Open-LLM performances are plateauing, let’s make it steep again

Evaluating and comparing LLMs is hard. Our RLHF team realized this a year ago, when they wanted to reproduce and compare results from several published models. It was a nearly impossible task: scores in papers or marketing releases were given without any reproducible code, sometimes doubtful but most of the case, just using optimized prompts or evaluation setup to give best chances to the models. They therefore decided to create a place where reference models would be evaluated in the exact same setup (same questions, asked in the same order, …), to gather completely reproducible and comparable results; and that’s how the Open LLM Leaderboard was born!

Following a series of highly-visible model releases, it became a widely used resource in the ML community and beyond, visited by more than 2 million unique people over the last 10 months.

We estimate that around 300 000 community members use and collaborate on it monthly through submissions and discussions; usually to:

Find state-of-the-art open source releases as the leaderboardit provides reproducible scores separating marketing fluff from actual progress in the field.
Evaluate their own work, be it pretraining or finetuning, comparing methods in the open and to the best existing models, and earning public recognition for their work.

However, with success, both in the leaderboard and the increasing performances of the models came challenges and after one intense year and a lot of community feedback, we thought it was time for an upgrade!
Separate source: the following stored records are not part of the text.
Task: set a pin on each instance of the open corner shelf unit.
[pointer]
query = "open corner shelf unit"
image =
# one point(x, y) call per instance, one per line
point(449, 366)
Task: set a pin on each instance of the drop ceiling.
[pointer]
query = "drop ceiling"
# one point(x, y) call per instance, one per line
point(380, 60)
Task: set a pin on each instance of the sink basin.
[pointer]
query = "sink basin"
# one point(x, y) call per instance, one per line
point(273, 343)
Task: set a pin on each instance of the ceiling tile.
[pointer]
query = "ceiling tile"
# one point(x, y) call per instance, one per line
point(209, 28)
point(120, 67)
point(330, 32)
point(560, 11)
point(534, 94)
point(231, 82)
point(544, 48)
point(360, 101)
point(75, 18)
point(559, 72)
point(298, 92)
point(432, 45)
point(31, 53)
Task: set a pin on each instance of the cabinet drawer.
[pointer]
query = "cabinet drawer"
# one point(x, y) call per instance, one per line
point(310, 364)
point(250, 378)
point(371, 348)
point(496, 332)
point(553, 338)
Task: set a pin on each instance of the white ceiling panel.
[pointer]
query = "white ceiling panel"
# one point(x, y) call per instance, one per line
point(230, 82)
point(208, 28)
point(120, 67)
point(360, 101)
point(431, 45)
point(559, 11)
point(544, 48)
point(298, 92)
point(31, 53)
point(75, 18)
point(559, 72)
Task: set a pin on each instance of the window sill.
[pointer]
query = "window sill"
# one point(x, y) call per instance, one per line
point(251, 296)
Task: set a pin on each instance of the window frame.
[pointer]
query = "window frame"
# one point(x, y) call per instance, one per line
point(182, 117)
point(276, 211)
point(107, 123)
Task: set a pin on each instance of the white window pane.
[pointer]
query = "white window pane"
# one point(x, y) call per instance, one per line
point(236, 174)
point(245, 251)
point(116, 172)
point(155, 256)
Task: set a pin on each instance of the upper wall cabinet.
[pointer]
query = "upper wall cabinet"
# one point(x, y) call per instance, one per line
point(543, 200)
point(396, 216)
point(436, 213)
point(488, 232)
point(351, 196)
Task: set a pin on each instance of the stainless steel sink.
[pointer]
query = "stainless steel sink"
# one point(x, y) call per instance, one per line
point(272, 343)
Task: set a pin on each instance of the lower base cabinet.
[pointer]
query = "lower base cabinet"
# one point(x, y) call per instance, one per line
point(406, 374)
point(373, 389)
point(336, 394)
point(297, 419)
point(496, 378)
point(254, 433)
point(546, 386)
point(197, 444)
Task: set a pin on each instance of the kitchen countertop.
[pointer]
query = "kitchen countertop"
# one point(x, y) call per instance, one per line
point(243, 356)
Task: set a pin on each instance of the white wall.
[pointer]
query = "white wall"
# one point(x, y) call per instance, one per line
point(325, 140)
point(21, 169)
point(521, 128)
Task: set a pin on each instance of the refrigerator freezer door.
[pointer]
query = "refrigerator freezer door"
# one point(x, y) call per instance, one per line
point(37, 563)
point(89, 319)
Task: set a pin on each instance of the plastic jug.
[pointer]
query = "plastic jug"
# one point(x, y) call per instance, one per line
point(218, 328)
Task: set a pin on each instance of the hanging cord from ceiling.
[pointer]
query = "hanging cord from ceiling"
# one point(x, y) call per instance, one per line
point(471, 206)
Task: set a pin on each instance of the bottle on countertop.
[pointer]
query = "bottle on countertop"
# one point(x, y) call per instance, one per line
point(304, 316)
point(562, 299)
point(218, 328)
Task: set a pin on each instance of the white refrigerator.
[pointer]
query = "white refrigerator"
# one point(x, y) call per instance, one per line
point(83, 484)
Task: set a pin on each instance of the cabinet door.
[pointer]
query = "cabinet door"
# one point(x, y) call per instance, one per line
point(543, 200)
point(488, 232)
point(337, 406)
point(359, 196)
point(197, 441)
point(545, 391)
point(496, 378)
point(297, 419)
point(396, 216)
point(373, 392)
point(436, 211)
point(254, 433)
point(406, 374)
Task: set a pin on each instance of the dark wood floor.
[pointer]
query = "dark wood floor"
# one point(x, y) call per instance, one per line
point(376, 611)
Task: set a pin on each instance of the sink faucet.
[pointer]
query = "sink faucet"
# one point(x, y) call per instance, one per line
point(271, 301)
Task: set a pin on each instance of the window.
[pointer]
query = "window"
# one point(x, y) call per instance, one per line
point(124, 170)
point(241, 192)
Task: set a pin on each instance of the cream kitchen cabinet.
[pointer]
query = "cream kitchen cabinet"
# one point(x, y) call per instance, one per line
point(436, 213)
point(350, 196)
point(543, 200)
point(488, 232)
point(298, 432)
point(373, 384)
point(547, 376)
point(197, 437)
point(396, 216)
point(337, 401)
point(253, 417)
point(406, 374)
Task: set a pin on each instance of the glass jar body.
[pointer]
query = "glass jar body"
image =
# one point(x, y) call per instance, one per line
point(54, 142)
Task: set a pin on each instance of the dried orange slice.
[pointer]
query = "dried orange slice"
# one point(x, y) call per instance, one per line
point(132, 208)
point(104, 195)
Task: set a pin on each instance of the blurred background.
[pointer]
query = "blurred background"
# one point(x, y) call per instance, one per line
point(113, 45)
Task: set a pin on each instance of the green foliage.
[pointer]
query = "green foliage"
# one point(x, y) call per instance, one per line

Therefore, we’re introducing the Open LLM Leaderboard v2!

Here is why we think a new leaderboard was needed 👇

Harder, better, faster, stronger: Introducing the Leaderboard v2

The need for a more challenging leaderboard

Over the past year, the benchmarks we were using got overused/saturated:

They became too easy for models. For instance on HellaSwag, MMLU and ARC, models are now reaching baseline human performance, a phenomenon called saturation.
Some newer models also showed signs of contamination. By this we mean that models were possibly trained on benchmark data or on data very similar to benchmark data. As such, some scores stopped reflecting general performances of model and started to over-fit on some evaluation dataset instead of being reflective of the more general performances of the task being tested. This was in particular the case for GSM8K and TruthfulQA which were included in some instruction fine-tuning sets.
Some benchmarks contained errors: MMLU was recently investigated in depth by several groups who surfaced mistakes in its responses and proposed new versions. Another example was the fact that GSM8K used some specific end of generation token (`:`) which unfairly pushed down performance of many verbose models.